En el estudio “Pueblos Indígenas, salud y condiciones de vida en El Salvador”, realizado por CCNIS en 1999, más del 40% de la población indígena no sabe leer ni escribir.
Cuisnahuat: de la población analfabeta, un 41.0% son 1,570 niños/as comprendidos entre las edades de 5 a 14 años. Los adultos, de 15 a más años, ascienden a 2,219, es decir el 59.0%. El 53% de las mujeres campesinas representa la mayor demanda de educación.
Izalco: un tercio de la población analfabeta está compuesto por niños/as entre edades de los 5 a 14 y concentrada en las edades de 5 a 9, y según datos de 1992, el número de habitantes era de 54, 595. La población rural representa el 41% de las personas analfabetas.
Nahuizalco: los porcentajes de la población analfabeta oscilan de 5 a 14 (36%) de 5 a 9 (67.0%); 15 a más, el 41%. El sector rural presenta un 40% de analfabetismo y la mujer, un 55%.
Santo Domingo de Guzmán: esta población cuenta con 6,270 habitantes, de la que 1,558 está en la urbana y 4,712, rural. El 32.02% de sus habitantes es analfabeta. Lo que equivale a decir que tres de cada diez personas del municipio no saben leer ni escribir. El 35% de la población es analfabeta y se encuentra entre las edades de 5 a 14 años y está representada por 824 niños y niñas.
Guatajiagua: el índice general de analfabetismo del municipio es de 49.57%. La población analfabeta se encuentra entre los 5 y 14 años es de un 36.68%, es decir 1,869 niños. La poblacion que no sabe leer ni escribir de más de 15 años es del 63.32%.
Cacaopera: el porcentaje más alto del analfabetismo se encuentra entre las edades que oscilan de 15 a más, con un 67.12%.
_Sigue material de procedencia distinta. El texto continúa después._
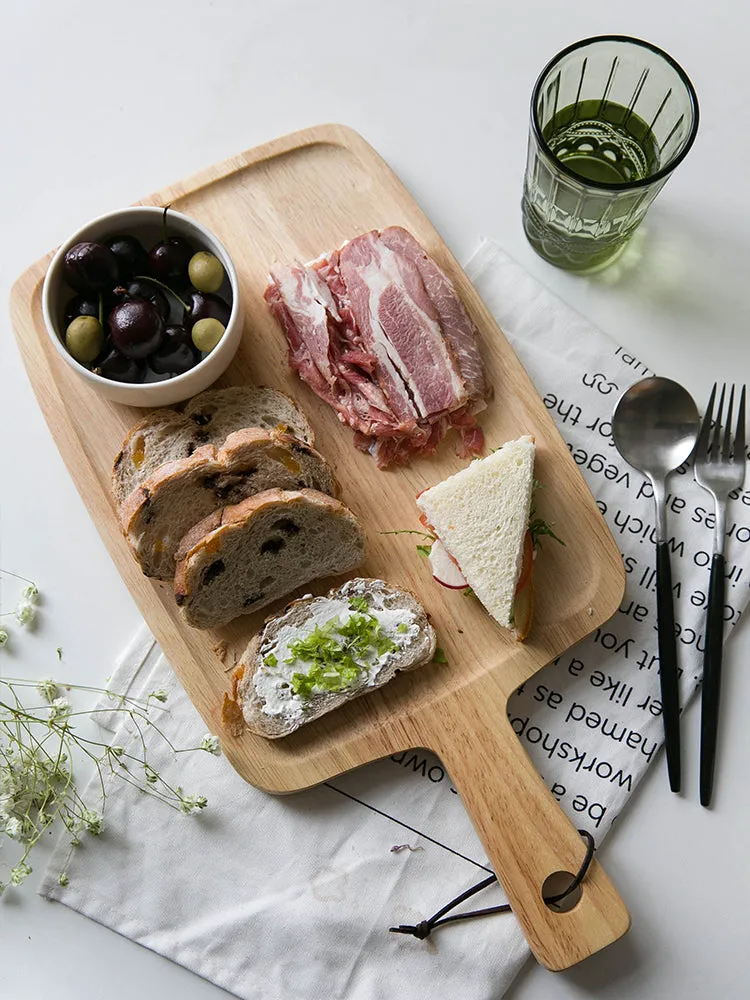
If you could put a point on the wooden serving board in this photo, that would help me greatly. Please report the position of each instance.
(295, 198)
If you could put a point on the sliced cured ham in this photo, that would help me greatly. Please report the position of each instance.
(376, 329)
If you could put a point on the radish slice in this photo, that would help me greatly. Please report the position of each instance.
(444, 569)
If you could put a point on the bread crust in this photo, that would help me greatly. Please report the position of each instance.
(187, 425)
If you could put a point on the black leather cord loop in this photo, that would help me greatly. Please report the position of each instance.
(425, 927)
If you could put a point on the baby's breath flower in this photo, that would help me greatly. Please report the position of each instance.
(25, 613)
(60, 709)
(192, 803)
(48, 689)
(210, 744)
(14, 827)
(19, 873)
(92, 820)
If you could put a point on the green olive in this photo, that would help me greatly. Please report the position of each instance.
(84, 338)
(207, 333)
(205, 272)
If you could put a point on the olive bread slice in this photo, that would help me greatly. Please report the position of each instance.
(209, 418)
(243, 557)
(162, 509)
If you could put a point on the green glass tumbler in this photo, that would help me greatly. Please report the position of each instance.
(611, 118)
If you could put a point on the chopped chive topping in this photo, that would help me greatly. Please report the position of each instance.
(338, 653)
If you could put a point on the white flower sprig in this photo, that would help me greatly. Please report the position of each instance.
(39, 745)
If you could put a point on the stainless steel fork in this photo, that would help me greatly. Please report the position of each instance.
(719, 468)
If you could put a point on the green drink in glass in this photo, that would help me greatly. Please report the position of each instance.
(611, 117)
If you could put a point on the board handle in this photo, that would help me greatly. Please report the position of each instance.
(526, 834)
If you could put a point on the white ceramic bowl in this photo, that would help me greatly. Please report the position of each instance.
(145, 223)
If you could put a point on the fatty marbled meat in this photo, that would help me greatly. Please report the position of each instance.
(377, 331)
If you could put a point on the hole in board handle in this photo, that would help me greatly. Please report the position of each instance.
(556, 885)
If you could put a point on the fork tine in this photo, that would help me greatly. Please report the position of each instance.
(702, 444)
(716, 434)
(727, 445)
(739, 436)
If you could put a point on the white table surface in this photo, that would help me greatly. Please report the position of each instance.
(104, 103)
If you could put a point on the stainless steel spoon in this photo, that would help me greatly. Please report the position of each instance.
(655, 426)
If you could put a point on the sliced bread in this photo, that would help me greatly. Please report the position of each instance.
(209, 418)
(162, 509)
(243, 557)
(277, 697)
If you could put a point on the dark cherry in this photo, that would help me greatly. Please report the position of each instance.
(168, 261)
(120, 369)
(176, 354)
(90, 267)
(130, 256)
(205, 305)
(140, 288)
(81, 305)
(136, 328)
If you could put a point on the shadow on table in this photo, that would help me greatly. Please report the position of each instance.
(681, 267)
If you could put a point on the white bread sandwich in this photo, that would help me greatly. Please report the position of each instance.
(481, 519)
(324, 651)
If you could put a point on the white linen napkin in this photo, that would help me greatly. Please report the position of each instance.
(279, 898)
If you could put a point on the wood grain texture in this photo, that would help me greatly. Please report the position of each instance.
(295, 198)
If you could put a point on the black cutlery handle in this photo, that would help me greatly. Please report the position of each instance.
(712, 676)
(670, 693)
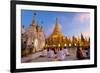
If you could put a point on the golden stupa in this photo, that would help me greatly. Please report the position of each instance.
(56, 38)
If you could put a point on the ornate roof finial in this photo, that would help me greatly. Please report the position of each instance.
(34, 19)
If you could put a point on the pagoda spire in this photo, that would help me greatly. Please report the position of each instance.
(34, 19)
(57, 29)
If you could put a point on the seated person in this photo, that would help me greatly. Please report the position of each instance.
(79, 53)
(44, 52)
(66, 51)
(60, 54)
(51, 53)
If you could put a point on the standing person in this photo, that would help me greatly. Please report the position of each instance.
(51, 53)
(60, 54)
(79, 53)
(66, 51)
(44, 52)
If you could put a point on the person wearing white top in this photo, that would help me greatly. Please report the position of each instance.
(51, 53)
(60, 54)
(66, 51)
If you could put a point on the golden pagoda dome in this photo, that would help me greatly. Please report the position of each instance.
(56, 38)
(56, 32)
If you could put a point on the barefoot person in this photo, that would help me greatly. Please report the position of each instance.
(66, 51)
(60, 54)
(51, 53)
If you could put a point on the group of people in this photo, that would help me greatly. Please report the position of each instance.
(62, 53)
(56, 53)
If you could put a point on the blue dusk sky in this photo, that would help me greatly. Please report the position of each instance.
(70, 23)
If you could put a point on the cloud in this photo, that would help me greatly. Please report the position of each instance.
(82, 17)
(86, 34)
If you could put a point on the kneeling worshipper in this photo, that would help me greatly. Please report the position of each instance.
(66, 51)
(61, 54)
(44, 52)
(51, 53)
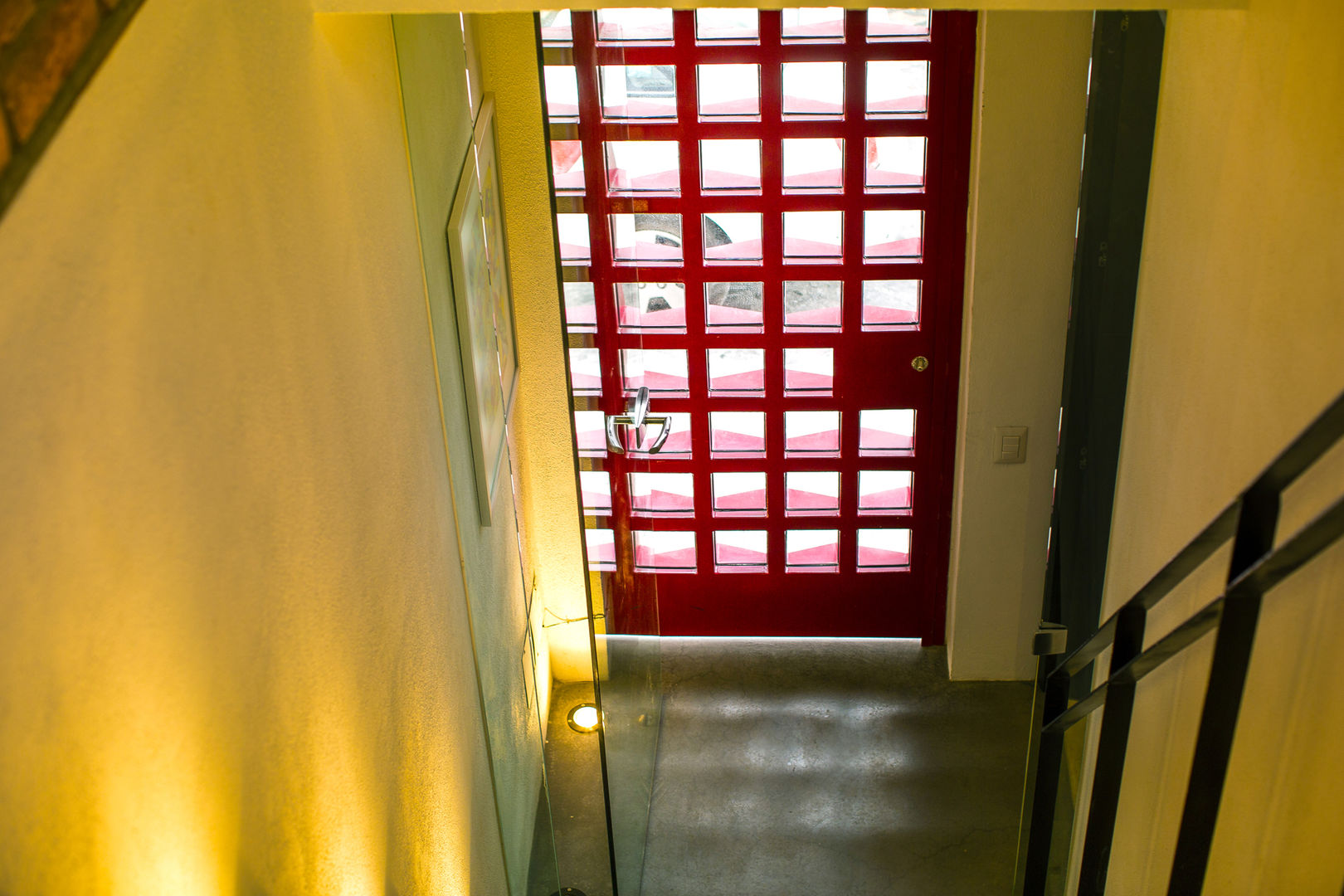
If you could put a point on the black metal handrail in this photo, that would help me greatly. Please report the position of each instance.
(1257, 566)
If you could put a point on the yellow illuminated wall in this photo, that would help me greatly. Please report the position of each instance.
(234, 650)
(1238, 340)
(542, 427)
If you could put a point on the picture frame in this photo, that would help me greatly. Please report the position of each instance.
(485, 305)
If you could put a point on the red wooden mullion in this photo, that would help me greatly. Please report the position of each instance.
(600, 273)
(772, 242)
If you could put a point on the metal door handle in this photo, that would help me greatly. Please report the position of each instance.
(637, 414)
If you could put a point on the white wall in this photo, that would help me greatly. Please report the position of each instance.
(1025, 169)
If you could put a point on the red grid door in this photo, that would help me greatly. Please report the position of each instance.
(762, 221)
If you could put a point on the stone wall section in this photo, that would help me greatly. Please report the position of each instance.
(49, 51)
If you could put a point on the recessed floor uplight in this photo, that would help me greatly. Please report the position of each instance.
(585, 719)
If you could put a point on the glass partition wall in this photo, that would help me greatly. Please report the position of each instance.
(622, 292)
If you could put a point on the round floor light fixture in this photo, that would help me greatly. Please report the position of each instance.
(585, 719)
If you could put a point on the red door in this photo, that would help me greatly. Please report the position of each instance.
(762, 223)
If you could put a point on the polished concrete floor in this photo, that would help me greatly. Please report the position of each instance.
(847, 767)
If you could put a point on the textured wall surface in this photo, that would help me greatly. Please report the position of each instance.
(234, 650)
(435, 61)
(49, 50)
(1237, 347)
(543, 433)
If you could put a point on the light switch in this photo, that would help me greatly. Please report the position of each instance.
(1010, 445)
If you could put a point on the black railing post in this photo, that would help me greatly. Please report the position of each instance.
(1255, 527)
(1110, 755)
(1050, 752)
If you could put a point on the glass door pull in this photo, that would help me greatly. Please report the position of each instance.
(637, 414)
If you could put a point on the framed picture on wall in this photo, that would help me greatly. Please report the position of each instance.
(485, 306)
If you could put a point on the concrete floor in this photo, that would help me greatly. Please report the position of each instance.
(791, 766)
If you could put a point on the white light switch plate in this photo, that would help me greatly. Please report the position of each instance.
(1010, 445)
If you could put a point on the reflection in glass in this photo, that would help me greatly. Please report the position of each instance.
(567, 167)
(893, 236)
(585, 371)
(580, 306)
(557, 27)
(637, 91)
(813, 163)
(898, 24)
(572, 231)
(730, 165)
(590, 433)
(737, 371)
(812, 494)
(812, 551)
(728, 24)
(635, 26)
(891, 304)
(665, 551)
(734, 308)
(596, 489)
(812, 236)
(643, 167)
(739, 551)
(811, 305)
(884, 492)
(562, 93)
(897, 89)
(808, 371)
(661, 370)
(738, 494)
(650, 306)
(884, 550)
(737, 433)
(728, 91)
(663, 494)
(813, 24)
(645, 238)
(894, 163)
(732, 236)
(813, 90)
(811, 433)
(886, 433)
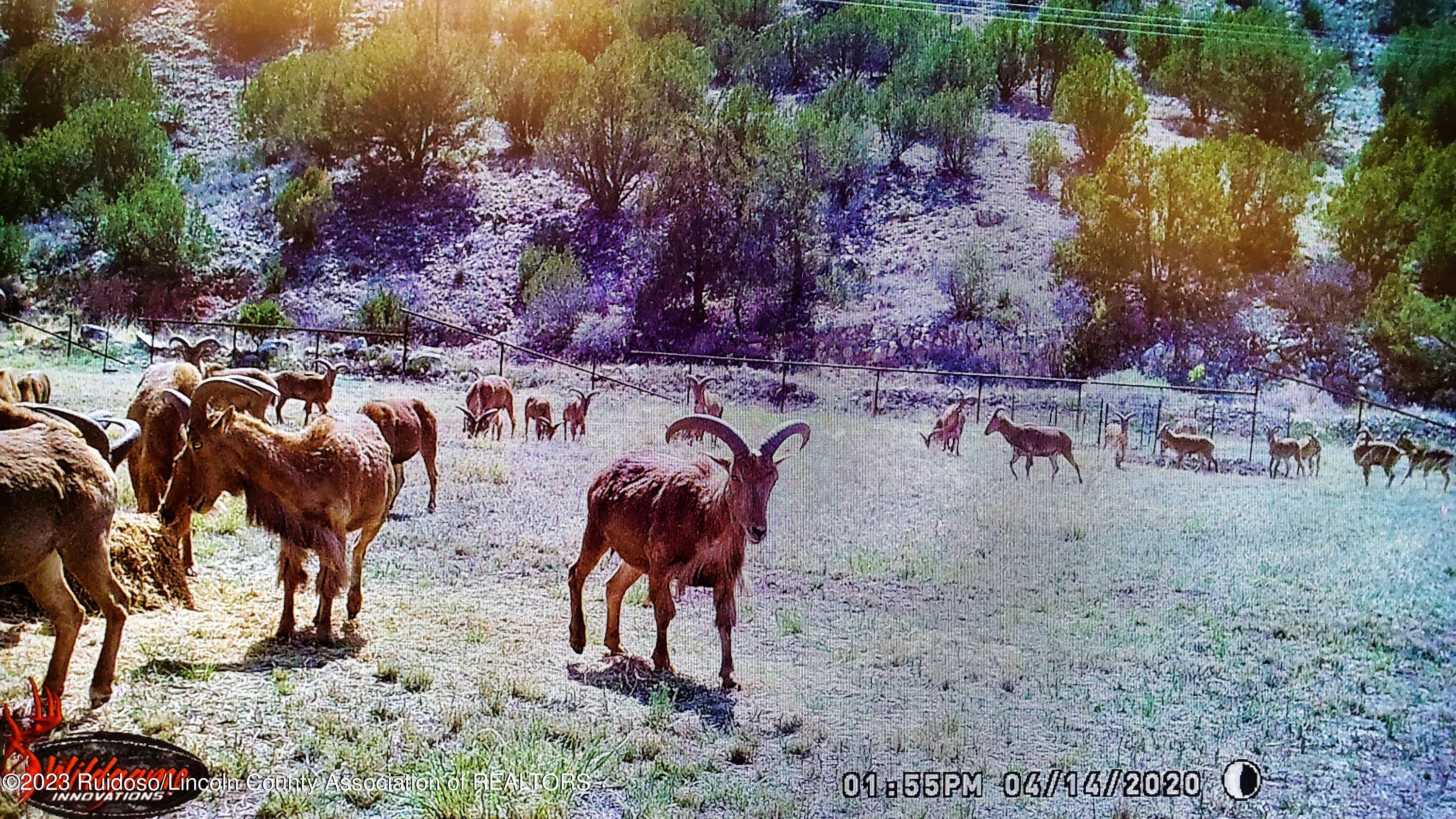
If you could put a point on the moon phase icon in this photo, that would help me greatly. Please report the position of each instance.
(1242, 780)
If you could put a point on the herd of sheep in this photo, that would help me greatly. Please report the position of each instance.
(196, 431)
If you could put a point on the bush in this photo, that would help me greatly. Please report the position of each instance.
(1103, 102)
(251, 28)
(152, 234)
(1419, 72)
(1155, 35)
(544, 268)
(303, 203)
(382, 312)
(1046, 159)
(967, 283)
(528, 88)
(114, 146)
(27, 22)
(113, 18)
(1008, 46)
(54, 79)
(956, 123)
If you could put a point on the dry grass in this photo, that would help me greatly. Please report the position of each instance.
(909, 611)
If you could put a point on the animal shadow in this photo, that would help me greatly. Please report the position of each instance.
(302, 652)
(634, 677)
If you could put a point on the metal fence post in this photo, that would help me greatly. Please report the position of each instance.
(1254, 419)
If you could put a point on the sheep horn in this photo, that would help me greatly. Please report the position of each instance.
(712, 426)
(86, 426)
(130, 435)
(217, 386)
(784, 434)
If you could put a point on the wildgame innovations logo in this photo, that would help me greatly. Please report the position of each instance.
(94, 774)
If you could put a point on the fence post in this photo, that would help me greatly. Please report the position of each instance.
(1158, 422)
(1254, 419)
(784, 385)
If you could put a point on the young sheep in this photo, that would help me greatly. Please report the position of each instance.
(411, 429)
(315, 389)
(576, 413)
(1427, 460)
(1282, 451)
(1031, 442)
(1116, 438)
(538, 412)
(1371, 452)
(1309, 455)
(60, 495)
(1186, 445)
(679, 517)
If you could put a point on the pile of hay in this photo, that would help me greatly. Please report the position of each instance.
(146, 565)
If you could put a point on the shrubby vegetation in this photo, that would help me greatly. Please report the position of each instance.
(1165, 241)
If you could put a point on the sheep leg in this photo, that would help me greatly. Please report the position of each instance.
(593, 546)
(659, 589)
(292, 575)
(91, 566)
(367, 535)
(727, 618)
(616, 589)
(50, 591)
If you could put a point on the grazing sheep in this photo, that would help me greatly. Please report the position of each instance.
(1186, 445)
(1309, 455)
(1116, 436)
(60, 495)
(490, 392)
(1282, 451)
(484, 423)
(1427, 460)
(411, 429)
(196, 353)
(315, 389)
(1371, 452)
(948, 426)
(576, 413)
(1031, 442)
(34, 388)
(679, 517)
(9, 392)
(311, 487)
(538, 412)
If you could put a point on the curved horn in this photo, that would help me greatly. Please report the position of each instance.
(712, 426)
(220, 386)
(784, 434)
(85, 425)
(130, 435)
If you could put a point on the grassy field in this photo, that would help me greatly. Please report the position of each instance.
(910, 611)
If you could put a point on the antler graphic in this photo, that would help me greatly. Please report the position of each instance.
(46, 718)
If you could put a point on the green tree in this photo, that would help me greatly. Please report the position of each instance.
(303, 203)
(602, 136)
(1103, 102)
(1008, 46)
(956, 121)
(1155, 35)
(153, 235)
(528, 88)
(1419, 72)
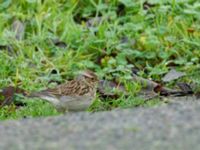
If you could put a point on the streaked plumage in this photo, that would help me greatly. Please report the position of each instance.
(75, 95)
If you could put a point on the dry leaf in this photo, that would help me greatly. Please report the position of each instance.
(172, 75)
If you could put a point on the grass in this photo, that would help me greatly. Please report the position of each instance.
(152, 36)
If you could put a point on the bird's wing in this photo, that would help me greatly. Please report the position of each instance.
(71, 88)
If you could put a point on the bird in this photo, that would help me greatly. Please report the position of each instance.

A estos datos habrá que sumarle los registrados por el Fondo de las Naciones Unidad para la Infancia (UNICEF) en el estudio “Situación de la Niñez Salvadoreña” en 1998, según el cual en el país eran analfabetas 245,478 niños, niñas y adolescentes entre los 7 y los 17 años cumplidos, el 15.82% de ese grupo de edad; igualmente eran analfabetas 42,149 entre 10 y 12 años, el 9.79% de ese grupo de edad, y 89,769 menores entre los 10 y 17 años, el 8.17%.